Asia Base Oil Price Report


The return to the trading scene of buyers who had delayed purchases for as long as possible in hopes of lower pricing, along with reduced production rates at some base oil plants and recent export activity lent support to current spot prices. Base oil values were generally reported as stable to slightly firmer as availability of certain grades has tightened.

Base oil prices had started to decline in late July after a steady climb since the start of the year as demand in many Asian markets had begun to soften, leading to a gradual increase in supplies. The prospect of a global recession – which could potentially result in reduced industrial activity and automotive sales – was expected to impact demand for lubricants and base oils. Consumption in key markets such as China and India also became more lackluster due to COVID-related lockdowns in the case of China and the start of the monsoon season in India’s case.

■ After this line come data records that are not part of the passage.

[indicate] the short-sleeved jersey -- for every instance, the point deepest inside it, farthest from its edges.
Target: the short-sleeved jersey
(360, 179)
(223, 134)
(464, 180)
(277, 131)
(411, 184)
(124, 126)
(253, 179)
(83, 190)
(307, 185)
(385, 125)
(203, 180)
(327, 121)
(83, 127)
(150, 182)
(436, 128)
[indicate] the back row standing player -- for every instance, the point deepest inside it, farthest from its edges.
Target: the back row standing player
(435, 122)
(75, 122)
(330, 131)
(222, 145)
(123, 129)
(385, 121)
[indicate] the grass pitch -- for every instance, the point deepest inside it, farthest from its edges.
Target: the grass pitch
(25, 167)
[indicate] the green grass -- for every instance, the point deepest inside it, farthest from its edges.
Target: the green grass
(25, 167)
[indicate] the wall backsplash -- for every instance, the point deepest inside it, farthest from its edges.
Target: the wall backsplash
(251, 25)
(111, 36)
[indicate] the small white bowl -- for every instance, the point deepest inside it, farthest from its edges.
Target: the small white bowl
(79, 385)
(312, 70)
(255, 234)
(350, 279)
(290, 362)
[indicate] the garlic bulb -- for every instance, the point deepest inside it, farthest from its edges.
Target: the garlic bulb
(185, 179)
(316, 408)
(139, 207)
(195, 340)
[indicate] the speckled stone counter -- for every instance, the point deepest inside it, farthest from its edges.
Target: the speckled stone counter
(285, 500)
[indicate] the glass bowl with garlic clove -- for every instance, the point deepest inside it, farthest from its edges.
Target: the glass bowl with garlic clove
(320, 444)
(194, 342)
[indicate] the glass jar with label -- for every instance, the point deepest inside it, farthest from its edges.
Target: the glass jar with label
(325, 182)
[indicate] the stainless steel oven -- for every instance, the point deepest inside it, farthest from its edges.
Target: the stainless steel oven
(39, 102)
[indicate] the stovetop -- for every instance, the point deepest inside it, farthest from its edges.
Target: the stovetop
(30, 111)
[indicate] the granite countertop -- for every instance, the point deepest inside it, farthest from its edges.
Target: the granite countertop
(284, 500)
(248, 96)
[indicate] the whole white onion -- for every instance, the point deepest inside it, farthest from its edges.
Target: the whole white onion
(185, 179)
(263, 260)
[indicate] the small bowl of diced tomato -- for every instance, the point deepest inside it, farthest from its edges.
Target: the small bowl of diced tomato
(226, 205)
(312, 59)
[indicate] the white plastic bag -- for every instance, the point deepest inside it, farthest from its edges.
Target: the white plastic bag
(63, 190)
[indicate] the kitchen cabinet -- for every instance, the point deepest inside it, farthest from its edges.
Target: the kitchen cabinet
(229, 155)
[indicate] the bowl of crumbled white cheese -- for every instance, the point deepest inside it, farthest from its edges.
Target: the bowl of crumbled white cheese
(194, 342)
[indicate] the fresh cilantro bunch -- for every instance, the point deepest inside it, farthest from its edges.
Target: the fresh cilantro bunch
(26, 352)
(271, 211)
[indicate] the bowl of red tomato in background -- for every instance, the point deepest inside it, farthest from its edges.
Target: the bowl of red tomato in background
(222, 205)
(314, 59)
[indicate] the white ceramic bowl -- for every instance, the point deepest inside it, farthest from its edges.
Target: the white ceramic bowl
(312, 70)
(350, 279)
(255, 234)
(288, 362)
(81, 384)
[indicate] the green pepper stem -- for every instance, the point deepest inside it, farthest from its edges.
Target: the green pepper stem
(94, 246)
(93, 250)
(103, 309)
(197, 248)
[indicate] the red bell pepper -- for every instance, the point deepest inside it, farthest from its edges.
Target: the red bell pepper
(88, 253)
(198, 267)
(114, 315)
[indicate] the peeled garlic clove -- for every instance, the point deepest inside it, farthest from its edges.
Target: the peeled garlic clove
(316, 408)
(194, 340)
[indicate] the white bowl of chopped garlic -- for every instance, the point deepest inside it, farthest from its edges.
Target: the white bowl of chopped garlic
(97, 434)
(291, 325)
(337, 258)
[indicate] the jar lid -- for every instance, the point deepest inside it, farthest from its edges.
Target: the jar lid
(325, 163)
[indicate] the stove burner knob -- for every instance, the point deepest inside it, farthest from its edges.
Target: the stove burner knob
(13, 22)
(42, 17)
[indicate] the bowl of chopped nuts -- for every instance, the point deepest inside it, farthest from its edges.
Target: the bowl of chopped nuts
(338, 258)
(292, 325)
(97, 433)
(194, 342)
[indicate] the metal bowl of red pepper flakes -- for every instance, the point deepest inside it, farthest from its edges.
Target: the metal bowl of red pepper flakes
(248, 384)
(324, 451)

At the time, Brent crude oil prices were hovering at around $107 per barrel (on July 28), but they had slipped to levels around $96/bbl by early August. This factor, together with growing base oil supplies on a global scale, exerted pressure on base oil prices, and offered buyers an argument to negotiate lower pricing with their suppliers. However, the downward price trend appears to have stalled, and in fact, prices for certain base oil grades have seen a rebound.

Crude oil values still remained volatile given the ongoing Russian war on Ukraine and a tug-of-war between members of the OPEC+, who threatened to decrease output in order to bolster pricing, and those nations who depend heavily on crude oil imports and preferred to see higher output levels. Analysts also expected the deepening economic slowdown in China to lead to significantly reduced oil demand in the fourth quarter.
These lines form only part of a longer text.